The right data, the right access

To overcome these challenges, organizations need systems that don’t rely on a generic formulary. These systems should be continually updated “so there’s confidence that you have the right data,” says Rose, “as well as the clinical evidence that shows that the suggested alternatives are viable and enable you to make the right decisions and have the right support.”

All of this requires a lot of work, however. There’s no singular EHR system, and nearly every EHR in the country is customized to its parent organization. “There’s no consistency, and all have different variations of how they’re implemented,” says Rose. “You can’t take one custom data exchange and put it into Epic, for example. You’ve got to go one health system or practice group at a time.”

How the information is communicated is important, too. Despite the amount of money pumped into EHR deployment, medical communication still largely occurs via fax, with some experts indicating as many as 75% of communications are sent this way. But fax isn’t necessarily a bad thing if used correctly, notes Rose. “If you can get this data into facsimile and not overwhelm their offices with 100 faxes a day—find ways to batch them in more sophisticated ways so it’s not annoying and it’s conducive to their workflow—you can really use the fax to your advantage.”

While it may feel anachronistic to think about the impact of fax, opportunities exist for forward-looking technology as well, such as telepharmacy services that review medications with patients over the phone or online. “If that data is near real time—that a patient could substitute this drug for that drug, and there’s clinical evidence that says this substitution works—then the pharmacist can have a conversation with the patient and really empower them,” says Rose. “Provide them with the right documentation to get to the doctor.”

A matter of confidence

If a provider can’t rely on the system in place to guide them in making drug substitutions, change won’t be possible, Rose explains. “That’s why I keep leaning on the word confidence,” he says. “If the clinician has confidence the data in front of them is correct for the patient, that’s the first thing. Right now they don’t have confidence in the formulary data contained in the EHR system.”

The second hurdle—one that overlaps with the first, Rose notes—is the clinical evidence that the drug substitutions will be just as effective. “That to me is critical,” he says. “Most patients have confidence in their doctor or pharmacist. That’s why they go to them, to get clinical advice. If the clinician doesn’t have the confidence, there’s no way the patient does. But if the doctor or pharmacist says you can save hundreds of dollars with a substitute therapy, most people will trust their care team and make that change.”

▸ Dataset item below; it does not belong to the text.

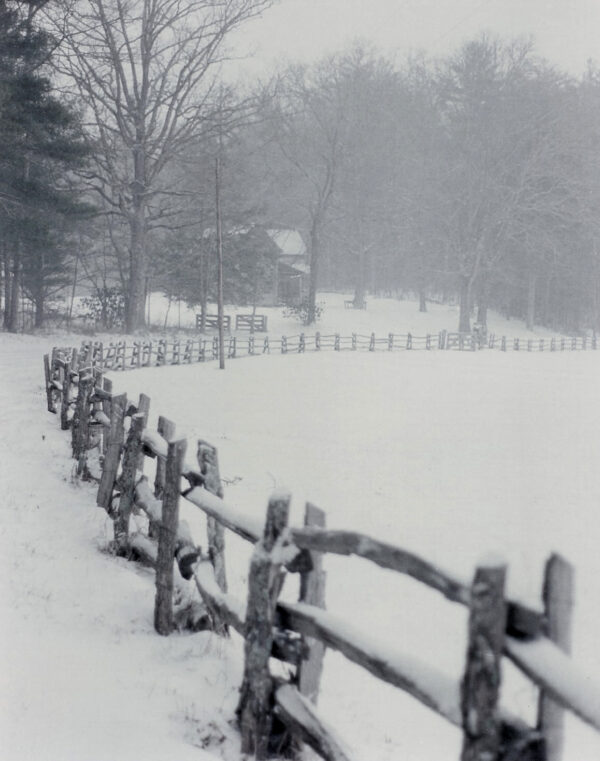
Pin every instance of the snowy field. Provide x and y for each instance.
(450, 455)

A provider must be able to decide on a drug substitution with a firm belief that the quality of the treatment will be the same, even if the cost is not. “Pharmacists, doctors, and nurse practitioners are focused on good quality of care,” says Rose. “If you don’t make it easy for clinicians to make a decision based on clinical effectiveness and cost, it won’t be their focus. The solution has got to be intentional.”

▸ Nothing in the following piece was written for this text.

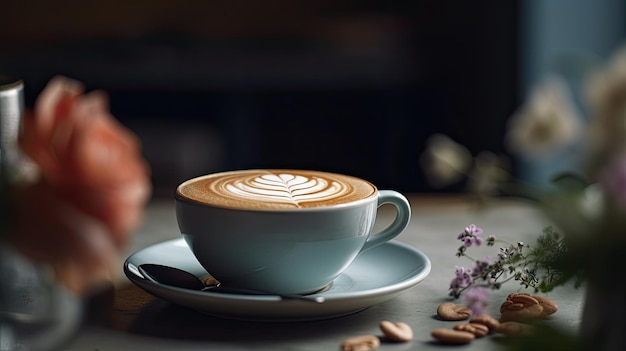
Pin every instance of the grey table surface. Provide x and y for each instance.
(435, 223)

Beyond cost, improving adherence requires a holistic approach that loops in all stakeholders, including the health plan itself. Studies show that roughly 30% of patients with hypertension, hyperlipidemia, or diabetes never initiate their prescriptions. And if a patient doesn’t initiate their prescribed drug therapy, the pharmacy benefit management company won’t know the patient was prescribed that drug in the first place. Physicians also aren’t tracking to see if patients are picking up their drugs, and so that interaction is in the ether between doctor visits.

“We need a system that looks at the diagnosis, the drugs filled, and at the incongruence between the medical care and the pharmacy interactions,” says Rose. “When we’re talking about the patient experience and the cost of care, I think it’s one of the top issues in that healthcare is just not focused on this holistically.”

The simplest path is often the right path, Rose says. Here, that means ensuring patients are adhering to their medications for better outcomes and lower financial and human costs. “We can tackle this,” says Rose. “We have the drugs, they’re here, and we could fix a lot of these issues if we got them into the hands of the patients.”